Christmas, DM, Badawy, AA, Hince, D, Davies, SJ, Probert, C, Creed, T, Smithson, J, Afzal, M, Nutt, DJ, Potokar, JP
Nutrition research (New York, N.Y.). 2010;(10):678-88
Abstract
Irregularities of serotonin function in irritable bowel syndrome (IBS) may be due to changes in the metabolism of the serotonin precursor l-tryptophan. Dietary alteration of tryptophan intake may impact upon the mood and bowel symptoms of IBS. We hypothesized that diarrhea-predominant irritable bowel syndrome (d-IBS) patients would exhibit an increase in plasma tryptophan due to alterations in tryptophan metabolism.
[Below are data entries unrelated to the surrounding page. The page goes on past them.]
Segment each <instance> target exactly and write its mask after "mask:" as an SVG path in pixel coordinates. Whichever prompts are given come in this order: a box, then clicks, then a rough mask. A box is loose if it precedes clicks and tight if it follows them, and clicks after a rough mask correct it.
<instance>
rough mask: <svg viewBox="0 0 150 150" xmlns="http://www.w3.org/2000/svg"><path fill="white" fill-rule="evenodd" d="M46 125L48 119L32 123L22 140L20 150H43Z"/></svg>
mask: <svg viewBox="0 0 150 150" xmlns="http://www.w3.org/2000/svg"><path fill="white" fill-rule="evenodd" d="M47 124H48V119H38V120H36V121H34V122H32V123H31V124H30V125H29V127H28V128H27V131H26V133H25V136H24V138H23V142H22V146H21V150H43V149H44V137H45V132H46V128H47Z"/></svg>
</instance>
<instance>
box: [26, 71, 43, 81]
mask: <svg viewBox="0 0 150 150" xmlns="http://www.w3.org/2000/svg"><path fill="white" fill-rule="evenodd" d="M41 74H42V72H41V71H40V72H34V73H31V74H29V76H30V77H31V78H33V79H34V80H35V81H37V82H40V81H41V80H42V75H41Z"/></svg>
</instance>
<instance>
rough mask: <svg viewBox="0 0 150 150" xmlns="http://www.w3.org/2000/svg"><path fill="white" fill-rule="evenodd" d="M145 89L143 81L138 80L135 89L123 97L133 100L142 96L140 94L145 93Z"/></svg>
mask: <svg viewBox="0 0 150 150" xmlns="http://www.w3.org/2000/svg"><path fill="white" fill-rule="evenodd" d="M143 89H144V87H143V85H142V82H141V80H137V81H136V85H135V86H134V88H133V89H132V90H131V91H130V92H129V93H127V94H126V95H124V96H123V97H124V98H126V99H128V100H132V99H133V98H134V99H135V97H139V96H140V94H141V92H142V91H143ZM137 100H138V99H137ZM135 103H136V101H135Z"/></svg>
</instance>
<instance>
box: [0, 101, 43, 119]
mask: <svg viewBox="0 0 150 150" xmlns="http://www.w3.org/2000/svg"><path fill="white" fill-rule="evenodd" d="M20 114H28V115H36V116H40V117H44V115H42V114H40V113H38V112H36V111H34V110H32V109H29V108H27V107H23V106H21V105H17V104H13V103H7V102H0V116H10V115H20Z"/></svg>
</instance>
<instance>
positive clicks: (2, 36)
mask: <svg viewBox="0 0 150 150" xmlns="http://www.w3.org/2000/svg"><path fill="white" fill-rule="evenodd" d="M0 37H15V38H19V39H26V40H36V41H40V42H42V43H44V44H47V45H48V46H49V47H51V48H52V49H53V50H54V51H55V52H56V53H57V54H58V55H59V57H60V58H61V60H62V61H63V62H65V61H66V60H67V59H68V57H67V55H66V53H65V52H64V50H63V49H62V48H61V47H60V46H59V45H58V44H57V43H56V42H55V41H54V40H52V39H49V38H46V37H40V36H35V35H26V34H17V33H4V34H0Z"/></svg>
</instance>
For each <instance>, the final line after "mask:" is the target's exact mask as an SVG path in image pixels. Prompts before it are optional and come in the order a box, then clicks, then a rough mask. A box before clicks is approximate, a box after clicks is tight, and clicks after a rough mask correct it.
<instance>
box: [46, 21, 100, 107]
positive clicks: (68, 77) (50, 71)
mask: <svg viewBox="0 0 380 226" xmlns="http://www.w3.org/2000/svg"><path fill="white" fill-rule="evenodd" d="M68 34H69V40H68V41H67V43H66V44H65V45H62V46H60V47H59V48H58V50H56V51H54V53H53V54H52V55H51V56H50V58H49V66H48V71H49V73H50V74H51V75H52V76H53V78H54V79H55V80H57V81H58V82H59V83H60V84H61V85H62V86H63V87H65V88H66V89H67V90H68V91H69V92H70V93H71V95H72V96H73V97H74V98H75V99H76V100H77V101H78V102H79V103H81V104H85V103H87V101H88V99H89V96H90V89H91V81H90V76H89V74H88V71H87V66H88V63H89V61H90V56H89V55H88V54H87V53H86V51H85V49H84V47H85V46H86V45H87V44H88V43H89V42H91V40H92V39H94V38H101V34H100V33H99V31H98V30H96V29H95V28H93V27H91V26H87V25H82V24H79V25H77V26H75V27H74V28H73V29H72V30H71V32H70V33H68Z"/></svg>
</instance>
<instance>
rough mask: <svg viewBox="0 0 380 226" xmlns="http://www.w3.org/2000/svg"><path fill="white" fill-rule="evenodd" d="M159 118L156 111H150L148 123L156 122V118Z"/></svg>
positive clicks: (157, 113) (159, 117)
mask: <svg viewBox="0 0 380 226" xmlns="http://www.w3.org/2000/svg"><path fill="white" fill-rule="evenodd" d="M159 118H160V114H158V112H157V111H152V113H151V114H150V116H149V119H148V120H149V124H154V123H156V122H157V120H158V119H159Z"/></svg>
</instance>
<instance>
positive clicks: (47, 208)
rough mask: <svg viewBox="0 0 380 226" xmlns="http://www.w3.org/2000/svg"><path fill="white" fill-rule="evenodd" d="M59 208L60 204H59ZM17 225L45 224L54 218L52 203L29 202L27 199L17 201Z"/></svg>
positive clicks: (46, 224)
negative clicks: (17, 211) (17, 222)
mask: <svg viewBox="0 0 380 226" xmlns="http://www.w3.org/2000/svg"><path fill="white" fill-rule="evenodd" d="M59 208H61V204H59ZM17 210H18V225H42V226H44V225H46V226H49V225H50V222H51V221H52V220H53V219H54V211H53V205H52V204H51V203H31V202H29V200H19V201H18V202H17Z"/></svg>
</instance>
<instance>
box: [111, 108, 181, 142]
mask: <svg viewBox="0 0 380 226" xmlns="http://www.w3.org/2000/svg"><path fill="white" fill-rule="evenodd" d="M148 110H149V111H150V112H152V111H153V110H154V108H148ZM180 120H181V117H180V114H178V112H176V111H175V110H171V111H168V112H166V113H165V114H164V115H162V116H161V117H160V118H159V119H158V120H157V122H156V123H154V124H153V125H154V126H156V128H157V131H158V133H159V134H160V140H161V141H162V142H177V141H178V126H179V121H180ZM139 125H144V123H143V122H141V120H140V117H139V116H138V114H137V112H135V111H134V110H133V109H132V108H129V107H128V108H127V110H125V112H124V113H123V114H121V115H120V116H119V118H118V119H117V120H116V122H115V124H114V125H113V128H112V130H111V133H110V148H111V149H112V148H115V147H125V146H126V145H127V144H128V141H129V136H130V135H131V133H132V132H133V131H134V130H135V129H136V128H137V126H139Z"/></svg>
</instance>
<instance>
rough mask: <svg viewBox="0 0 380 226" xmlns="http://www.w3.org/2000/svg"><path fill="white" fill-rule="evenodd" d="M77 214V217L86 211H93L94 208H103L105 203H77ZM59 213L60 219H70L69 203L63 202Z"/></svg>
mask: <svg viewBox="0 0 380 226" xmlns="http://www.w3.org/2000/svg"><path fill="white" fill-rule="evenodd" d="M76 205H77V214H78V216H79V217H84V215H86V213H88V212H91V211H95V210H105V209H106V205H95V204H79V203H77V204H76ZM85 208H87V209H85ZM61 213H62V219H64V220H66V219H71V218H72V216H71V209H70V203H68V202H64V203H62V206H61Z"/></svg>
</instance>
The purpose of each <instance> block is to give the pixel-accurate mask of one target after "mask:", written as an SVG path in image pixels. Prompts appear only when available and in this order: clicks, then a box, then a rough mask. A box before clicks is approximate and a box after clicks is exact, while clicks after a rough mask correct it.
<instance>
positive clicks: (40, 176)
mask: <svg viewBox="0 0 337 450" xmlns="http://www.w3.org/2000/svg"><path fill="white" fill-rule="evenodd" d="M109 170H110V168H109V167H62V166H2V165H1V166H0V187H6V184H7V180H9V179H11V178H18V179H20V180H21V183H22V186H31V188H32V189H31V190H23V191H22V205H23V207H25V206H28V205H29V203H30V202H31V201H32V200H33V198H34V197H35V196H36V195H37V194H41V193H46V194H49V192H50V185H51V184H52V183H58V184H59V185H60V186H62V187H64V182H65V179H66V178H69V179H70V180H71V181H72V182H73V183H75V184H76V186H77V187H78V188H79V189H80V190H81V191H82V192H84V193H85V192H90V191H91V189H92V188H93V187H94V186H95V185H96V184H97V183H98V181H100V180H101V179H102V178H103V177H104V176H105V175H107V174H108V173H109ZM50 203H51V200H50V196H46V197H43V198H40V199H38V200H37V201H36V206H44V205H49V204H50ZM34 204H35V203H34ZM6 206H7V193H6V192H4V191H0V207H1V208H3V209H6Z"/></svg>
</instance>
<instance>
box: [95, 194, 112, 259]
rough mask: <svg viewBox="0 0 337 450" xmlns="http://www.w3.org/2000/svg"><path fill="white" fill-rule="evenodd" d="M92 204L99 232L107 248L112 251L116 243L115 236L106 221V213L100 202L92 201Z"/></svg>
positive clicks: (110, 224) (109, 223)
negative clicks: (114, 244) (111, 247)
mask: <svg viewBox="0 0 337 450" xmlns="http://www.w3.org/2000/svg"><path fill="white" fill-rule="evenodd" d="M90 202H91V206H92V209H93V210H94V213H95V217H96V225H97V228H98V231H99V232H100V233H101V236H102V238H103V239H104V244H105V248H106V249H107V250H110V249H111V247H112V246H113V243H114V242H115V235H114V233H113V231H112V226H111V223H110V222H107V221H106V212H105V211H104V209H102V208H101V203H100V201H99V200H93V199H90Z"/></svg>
We also hypothesized that a diet low in tryptophan would reverse this change and reduce symptoms. Thirteen patients with d-IBS had fasting serum free and total tryptophan, large neutral amino acids, and 6 kynurenine metabolites measured before and after 2 weeks of a strict dairy-free diet. Baseline tryptophan parameters were compared with an age- and sex-matched control group. Changes in the specific tryptophan parameters before and after dairy-free diet were correlated with symptoms of IBS and mood. Compared with the control group, d-IBS patients at baseline exhibited significantly higher free serum tryptophan (10.5 ± 4.35 vs 4.75 ± 2.43 μmol/L [means ± standard deviation], P = .006) and significantly lower tryptophan dioxygenase and total tryptophan oxidation as measured by the kynurenine to free tryptophan and total kynurenines to free tryptophan ratios (23.37 ± 10.12 vs 55.33 ± 16.02, P < .001 and 49.34 ± 17.84 vs 258.46 ± 98.67, P < .001, respectively). Dairy-free diet did not modulate metabolites of the kynurenine pathway or symptoms. Tryptophan metabolism along the kynurenine pathway is inhibited in d-IBS, and a dairy-free diet does not alter this. Our findings are consistent with possible enhanced serotonin activity in d-IBS.